BD.6710
9 december 1956
Slechte gevolgen van de dwaalleren
Alleen waar de waarheid is, is ook het licht. En daarom kunnen
mensen, die op een dwaalspoor werden geleid door verkeerde leerstellingen,
geen samenhang ontdekken. In hen is het donker en het is hen onmogelijk
in deze toestand zonder licht mijn beeld juist te zien. Hen wordt een
vertekend beeld van Mij gegeven en daarom kunnen ze Mij ook niet echt
liefhebben. Veel meer vrezen ze Mij alleen als een god van wraak en straffende
rechter, terwijl de zuivere waarheid van Mij een beeld onthult, waartoe
ze zich voelen aangetrokken, dat in hen liefde opwekt, omdat het Mij zo
laat zien, zoals Ik ben: een God van liefde, een Vader van Zijn kinderen,
een Heer, wie al Zijn dienaren trouw zijn toegedaan. Wanneer de mensen
voor hun God en Vader liefde zouden voelen, dan zouden ze niet zondigen.
Ze zouden steeds alleen mijn wil proberen te vervullen en dus een leven
leiden in goddelijke ordening. En wanneer de mensen steeds alleen de waarheid
zou worden voorgehouden, dan zouden ze Mij ook moeten liefhebben.

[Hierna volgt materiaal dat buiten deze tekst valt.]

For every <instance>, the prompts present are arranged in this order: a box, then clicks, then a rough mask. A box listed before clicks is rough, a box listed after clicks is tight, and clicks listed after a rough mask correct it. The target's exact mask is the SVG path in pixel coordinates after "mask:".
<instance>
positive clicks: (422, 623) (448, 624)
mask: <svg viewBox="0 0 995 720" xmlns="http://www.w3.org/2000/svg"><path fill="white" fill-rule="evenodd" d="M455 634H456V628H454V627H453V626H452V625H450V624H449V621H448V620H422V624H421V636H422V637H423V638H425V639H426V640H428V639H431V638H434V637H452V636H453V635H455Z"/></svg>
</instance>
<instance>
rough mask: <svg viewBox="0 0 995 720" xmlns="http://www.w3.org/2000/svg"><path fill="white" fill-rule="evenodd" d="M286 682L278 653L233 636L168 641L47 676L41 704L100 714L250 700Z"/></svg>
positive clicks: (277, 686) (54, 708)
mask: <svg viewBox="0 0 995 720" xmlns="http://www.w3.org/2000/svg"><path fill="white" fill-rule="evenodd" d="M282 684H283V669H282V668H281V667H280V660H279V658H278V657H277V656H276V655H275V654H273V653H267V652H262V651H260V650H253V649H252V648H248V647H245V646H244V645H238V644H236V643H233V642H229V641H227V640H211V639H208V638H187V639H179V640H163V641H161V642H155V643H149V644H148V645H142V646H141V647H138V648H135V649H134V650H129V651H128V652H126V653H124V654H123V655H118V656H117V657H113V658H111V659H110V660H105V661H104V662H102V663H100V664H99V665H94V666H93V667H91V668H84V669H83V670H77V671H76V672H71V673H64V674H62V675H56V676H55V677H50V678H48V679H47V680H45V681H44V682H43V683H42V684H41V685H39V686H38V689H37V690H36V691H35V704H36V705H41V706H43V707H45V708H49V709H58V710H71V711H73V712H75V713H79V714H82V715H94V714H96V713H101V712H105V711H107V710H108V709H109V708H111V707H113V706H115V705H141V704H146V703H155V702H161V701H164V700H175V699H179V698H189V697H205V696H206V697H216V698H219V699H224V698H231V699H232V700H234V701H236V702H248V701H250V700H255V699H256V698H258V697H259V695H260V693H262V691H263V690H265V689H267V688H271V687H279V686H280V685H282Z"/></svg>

Maar
hoe ziet het er in de wereld uit?
Het geestelijk lage niveau der mensen, de liefdeloosheid, bewijzen, dat
de mensen zich niet in het licht van de waarheid bevinden, dat hen dus
verkeerde leren over Mij en onjuist denken is overgebracht, daar ze anders
niet in deze duisternis zouden kunnen leven. Maar de mensen zijn ook niet
meer in staat, het licht van de waarheid in ontvangst te nemen. Hun blindheid
is zo erg, dat er geen lichtstraal meer doordringt en dat daarom ook de
waarheid niet meer wordt ingezien. Het is mijn tegenstander gelukt, het
nachtelijke duister zoveel dieper te maken, dat een mens zelden de weg
naar het licht van de morgen kan vinden en toch wordt ook deze ondoordringbaar
schijnende nacht verlicht door opflitsende lichten. En steeds weer wordt
de mensen in dit lichtschijnsel een weg getoond, die uit het donker wegvoert
naar het licht van de dag. En ook aan de volledig blinden worden gidsen
meegegeven, die hen hun leiding aanbieden. En alleen een beetje goede
wil is nodig.
Maar waar de wil ontbreekt, zal niet veel tot stand worden gebracht. Maar
aan alle mensen wordt eens het beeld van hun God en Vader van eeuwigheid
duidelijk voor ogen gesteld. Dat wil zeggen ieder mens zal ook eenmaal
de waarheid aangeboden krijgen en Ik zal hem zo worden voorgesteld, zoals
Ik werkelijk ben: als een volmaakt Wezen, als Liefde, Wijsheid.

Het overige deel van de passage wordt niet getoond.